The FDA approved Verzenio for adults with HR-positive/HER2-negative advanced or metastatic (spread elsewhere in the body) breast cancer that has progressed after taking hormone blockers. More than 70 percent of all breast cancers are HR-positive and HER2-negative, according to the American Cancer Society.

Verzenio is taken by mouth twice daily. It can be given with Faslodex for patients whose cancer has progressed on hormone therapy or given alone for people previously treated with hormone therapy and chemotherapy after their cancer has spread.

Verzenio, made by Eli Lilly, is a cyclin­dependent kinase inhibitor that blocks both CDK4 and CDK6. These proteins play a role in regulating cell division, and blocking their action can slow the growth of cancer cells. Two other drugs in this class, Pfizer’s Ibrance (palbociclib) and Novartis’s Kisqali (ribociclib), were previously approved for some types of breast cancer.

Results from MONARCH 2 were presented at the American Society of Clinical Oncology (ASCO) annual meeting in June. This study enrolled 669 women (median age about 60) with metastatic breast cancer who experienced disease progression after taking hormone therapy. More than half had their cancer spread to internal organs and a quarter had bone metastases. Participants were randomly assigned to take either Verzenio or a placebo in combination with Faslodex.
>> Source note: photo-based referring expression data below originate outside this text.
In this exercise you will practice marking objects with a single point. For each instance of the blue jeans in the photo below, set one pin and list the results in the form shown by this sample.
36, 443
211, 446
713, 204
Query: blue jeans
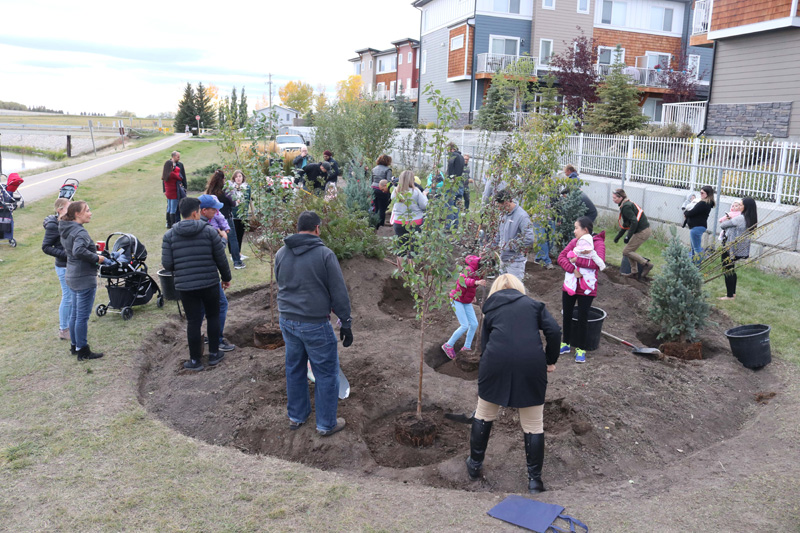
65, 308
315, 343
696, 236
82, 303
469, 323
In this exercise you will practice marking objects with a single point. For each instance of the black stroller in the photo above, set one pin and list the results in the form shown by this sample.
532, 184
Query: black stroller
128, 283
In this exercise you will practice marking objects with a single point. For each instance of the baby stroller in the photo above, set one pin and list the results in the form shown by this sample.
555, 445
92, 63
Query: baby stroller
127, 281
10, 200
69, 189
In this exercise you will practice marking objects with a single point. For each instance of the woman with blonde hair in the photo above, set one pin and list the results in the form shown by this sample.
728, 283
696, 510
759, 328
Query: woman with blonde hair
513, 372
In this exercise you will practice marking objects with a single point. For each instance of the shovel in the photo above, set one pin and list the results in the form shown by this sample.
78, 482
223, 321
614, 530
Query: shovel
636, 349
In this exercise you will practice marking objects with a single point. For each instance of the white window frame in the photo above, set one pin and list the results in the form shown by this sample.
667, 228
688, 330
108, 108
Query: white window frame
506, 38
541, 59
613, 49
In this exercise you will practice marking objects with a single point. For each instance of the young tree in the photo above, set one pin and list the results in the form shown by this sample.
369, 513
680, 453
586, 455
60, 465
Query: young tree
298, 95
187, 109
618, 110
577, 79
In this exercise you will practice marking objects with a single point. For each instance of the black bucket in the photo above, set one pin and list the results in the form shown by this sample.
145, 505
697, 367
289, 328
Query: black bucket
750, 344
168, 285
593, 327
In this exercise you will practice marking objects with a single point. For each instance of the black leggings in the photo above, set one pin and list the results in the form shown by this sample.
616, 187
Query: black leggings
578, 340
193, 304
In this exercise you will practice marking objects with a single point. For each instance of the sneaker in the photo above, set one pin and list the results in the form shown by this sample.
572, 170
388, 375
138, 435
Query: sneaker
340, 423
191, 364
449, 351
225, 347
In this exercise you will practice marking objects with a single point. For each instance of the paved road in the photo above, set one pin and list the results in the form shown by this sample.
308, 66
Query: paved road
47, 184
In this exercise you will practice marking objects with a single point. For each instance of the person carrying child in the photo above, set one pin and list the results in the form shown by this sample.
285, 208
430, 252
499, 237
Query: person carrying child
461, 300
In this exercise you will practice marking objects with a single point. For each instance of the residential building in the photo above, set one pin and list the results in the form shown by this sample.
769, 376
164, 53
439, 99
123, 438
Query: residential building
756, 66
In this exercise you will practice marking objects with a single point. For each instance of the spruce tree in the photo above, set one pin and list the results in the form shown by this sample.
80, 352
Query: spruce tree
618, 110
678, 303
494, 115
186, 110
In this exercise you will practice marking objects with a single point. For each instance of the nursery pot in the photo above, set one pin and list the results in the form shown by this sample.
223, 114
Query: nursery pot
750, 344
168, 285
594, 326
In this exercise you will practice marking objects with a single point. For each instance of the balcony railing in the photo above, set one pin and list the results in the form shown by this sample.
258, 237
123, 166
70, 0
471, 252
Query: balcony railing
702, 10
491, 63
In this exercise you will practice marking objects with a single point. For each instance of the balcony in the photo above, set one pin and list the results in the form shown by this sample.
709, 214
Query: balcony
702, 12
491, 63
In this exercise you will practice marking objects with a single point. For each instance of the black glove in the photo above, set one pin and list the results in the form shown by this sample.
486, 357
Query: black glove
346, 334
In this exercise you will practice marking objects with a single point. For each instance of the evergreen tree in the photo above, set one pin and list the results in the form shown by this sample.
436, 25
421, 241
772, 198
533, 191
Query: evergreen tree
204, 107
187, 109
494, 115
403, 110
618, 110
242, 109
678, 303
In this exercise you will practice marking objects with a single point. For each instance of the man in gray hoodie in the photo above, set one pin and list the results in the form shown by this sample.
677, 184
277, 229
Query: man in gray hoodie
514, 237
310, 286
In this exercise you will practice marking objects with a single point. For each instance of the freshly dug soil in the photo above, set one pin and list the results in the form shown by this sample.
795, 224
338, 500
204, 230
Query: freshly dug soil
606, 420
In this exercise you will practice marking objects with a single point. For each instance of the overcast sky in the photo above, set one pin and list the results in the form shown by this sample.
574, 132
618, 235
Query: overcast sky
101, 56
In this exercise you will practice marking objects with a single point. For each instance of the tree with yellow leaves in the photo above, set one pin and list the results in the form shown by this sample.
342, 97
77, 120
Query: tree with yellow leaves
297, 95
349, 90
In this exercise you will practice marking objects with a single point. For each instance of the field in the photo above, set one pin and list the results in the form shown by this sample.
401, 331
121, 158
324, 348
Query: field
83, 446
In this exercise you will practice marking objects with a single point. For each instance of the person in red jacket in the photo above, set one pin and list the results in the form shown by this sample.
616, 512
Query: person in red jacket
462, 297
576, 336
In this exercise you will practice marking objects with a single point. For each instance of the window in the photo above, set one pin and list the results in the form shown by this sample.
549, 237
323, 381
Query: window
504, 45
545, 51
614, 13
661, 18
506, 6
606, 55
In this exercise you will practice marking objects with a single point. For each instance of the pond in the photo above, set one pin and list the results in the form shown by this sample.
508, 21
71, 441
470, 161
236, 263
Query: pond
13, 162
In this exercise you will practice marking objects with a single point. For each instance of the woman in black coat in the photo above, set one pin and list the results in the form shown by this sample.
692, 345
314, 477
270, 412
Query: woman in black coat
513, 372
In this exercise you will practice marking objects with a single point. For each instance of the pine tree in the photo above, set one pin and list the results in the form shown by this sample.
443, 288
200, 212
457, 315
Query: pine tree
678, 303
204, 107
618, 110
494, 115
242, 109
187, 109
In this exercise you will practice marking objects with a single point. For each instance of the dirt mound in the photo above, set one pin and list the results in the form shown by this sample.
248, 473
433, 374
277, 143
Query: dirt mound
606, 420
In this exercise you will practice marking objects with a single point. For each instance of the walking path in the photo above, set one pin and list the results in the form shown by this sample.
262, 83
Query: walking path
45, 184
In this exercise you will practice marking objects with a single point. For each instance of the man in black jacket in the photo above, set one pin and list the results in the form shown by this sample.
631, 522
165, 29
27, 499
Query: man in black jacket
310, 286
193, 251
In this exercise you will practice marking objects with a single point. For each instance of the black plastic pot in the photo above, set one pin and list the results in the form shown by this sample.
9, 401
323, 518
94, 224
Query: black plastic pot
594, 326
168, 285
750, 345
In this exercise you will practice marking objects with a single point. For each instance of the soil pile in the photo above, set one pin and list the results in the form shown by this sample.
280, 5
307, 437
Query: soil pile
606, 420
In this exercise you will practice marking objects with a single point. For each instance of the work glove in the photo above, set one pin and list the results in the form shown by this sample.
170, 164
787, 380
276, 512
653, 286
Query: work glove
346, 335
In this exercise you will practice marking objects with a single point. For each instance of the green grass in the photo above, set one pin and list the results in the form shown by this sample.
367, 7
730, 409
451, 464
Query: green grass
761, 297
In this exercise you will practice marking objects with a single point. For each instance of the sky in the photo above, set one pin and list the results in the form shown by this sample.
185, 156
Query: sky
102, 57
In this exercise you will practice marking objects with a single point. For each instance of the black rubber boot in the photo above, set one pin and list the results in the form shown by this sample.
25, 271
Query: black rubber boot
86, 353
478, 440
534, 456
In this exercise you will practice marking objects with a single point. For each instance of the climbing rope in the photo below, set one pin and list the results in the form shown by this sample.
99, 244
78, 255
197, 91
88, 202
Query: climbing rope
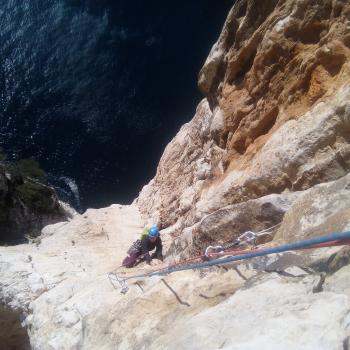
248, 237
334, 239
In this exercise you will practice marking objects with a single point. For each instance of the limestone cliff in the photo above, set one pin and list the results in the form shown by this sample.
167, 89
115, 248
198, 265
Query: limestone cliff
26, 204
268, 145
276, 117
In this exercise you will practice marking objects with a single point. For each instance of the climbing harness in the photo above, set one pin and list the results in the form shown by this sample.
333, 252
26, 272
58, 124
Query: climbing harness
113, 277
334, 239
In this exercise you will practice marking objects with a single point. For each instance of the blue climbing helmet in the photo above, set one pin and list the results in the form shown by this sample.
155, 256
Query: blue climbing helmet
153, 231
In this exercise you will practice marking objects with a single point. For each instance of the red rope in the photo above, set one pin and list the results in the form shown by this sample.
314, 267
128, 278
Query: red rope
245, 251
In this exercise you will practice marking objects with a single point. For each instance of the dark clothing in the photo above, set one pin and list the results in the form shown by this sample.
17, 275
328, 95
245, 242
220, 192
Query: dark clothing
140, 249
131, 260
147, 245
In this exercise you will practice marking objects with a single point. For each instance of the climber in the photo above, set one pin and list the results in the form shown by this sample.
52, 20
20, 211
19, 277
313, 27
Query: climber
139, 251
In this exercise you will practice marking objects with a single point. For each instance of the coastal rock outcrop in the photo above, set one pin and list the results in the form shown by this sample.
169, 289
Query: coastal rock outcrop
276, 116
267, 147
26, 206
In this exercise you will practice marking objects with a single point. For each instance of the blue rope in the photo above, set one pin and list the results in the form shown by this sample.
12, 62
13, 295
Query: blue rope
283, 248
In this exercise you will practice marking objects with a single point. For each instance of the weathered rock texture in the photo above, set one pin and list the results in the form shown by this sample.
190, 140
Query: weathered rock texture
269, 145
26, 206
276, 116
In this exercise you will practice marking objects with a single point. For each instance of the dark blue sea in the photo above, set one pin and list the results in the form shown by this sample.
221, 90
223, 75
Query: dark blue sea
95, 89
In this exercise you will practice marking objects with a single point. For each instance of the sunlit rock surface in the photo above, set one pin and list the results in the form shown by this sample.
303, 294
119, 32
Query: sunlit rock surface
268, 146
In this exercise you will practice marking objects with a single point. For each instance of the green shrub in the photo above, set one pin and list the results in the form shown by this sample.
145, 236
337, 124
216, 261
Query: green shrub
37, 197
31, 168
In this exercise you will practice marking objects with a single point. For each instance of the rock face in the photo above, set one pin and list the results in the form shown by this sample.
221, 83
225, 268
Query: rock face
26, 206
276, 116
268, 146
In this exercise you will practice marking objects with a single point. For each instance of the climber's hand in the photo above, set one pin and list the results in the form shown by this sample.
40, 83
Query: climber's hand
155, 262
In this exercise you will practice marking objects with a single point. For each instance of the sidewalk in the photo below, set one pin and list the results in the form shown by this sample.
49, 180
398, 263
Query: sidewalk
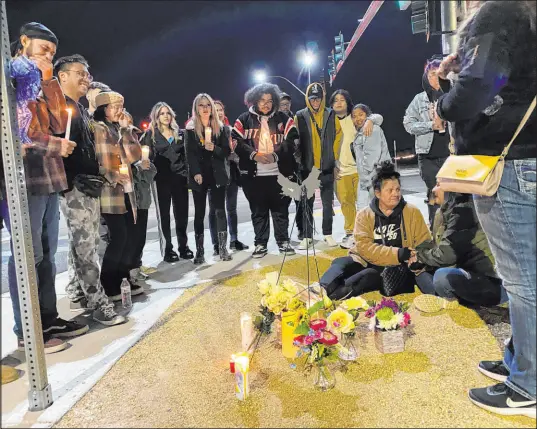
76, 370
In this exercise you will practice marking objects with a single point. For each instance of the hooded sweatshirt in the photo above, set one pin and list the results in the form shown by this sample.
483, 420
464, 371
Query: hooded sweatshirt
320, 134
440, 146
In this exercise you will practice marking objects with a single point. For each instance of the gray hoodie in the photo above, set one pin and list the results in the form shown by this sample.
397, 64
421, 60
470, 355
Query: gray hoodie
369, 151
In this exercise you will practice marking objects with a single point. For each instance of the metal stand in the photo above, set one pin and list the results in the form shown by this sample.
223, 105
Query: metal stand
39, 395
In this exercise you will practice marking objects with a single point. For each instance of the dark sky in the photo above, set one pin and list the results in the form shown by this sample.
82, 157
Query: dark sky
172, 50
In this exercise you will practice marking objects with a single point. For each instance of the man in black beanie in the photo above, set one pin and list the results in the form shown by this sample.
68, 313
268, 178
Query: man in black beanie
45, 179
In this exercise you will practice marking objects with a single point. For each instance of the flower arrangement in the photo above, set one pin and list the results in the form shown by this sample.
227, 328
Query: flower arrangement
388, 315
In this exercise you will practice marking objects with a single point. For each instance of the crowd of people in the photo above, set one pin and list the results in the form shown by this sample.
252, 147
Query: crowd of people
472, 102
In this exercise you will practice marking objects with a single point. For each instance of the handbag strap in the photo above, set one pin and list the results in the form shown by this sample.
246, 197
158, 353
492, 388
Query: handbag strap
520, 126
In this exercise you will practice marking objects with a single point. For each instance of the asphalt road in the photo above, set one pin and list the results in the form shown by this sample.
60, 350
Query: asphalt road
412, 184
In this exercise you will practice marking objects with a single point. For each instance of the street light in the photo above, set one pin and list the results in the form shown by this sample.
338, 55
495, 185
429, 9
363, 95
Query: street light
308, 60
261, 76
Women who took Verzenio plus Faslodex were still alive without disease progression—known as progression-free survival—for a median of 16.4 months, compared with 9.3 months in the placebo plus Faslodex group. The median duration of response was 25.6 months in the placebo group but could not be determined in the Verzenio group because most patients were still responding. More than a third (35.2 percent) of women who took Verzenio had partial or complete tumor shrinkage, compared with 16.1 percent of those taking the placebo.

Another study, MONARCH 1, looked at Verzenio as a stand-alone treatment. This non-randomized trial included 132 patients with HR-positive/HER2-negative breast cancer that had progressed following treatment with hormone therapy and chemotherapy after metastasis. In this study, 19.7 percent experienced tumor shrinkage and responses lasted a median of 8.6 months.

Common side effects of Verzenio include diarrhea, low white blood cell counts, nausea, abdominal pain, loss of appetite and fatigue. In MONARCH 2, women treated with Verzenio plus Faslodex had more serious adverse events and early discontinuations due to side effects than those who took the placebo. In most cases, diarrhea could be managed with antidiarrheal medications or dose reduction.

“Verzenio provides a new targeted treatment option for certain patients with breast cancer who are not responding to treatment, and, unlike other drugs in the class, it can be given as a stand-alone treatment to patients who were previously treated with endocrine therapy and chemotherapy,” Richard Pazdur, MD, of the FDA’s Oncology Center of Excellence, said in an FDA press release.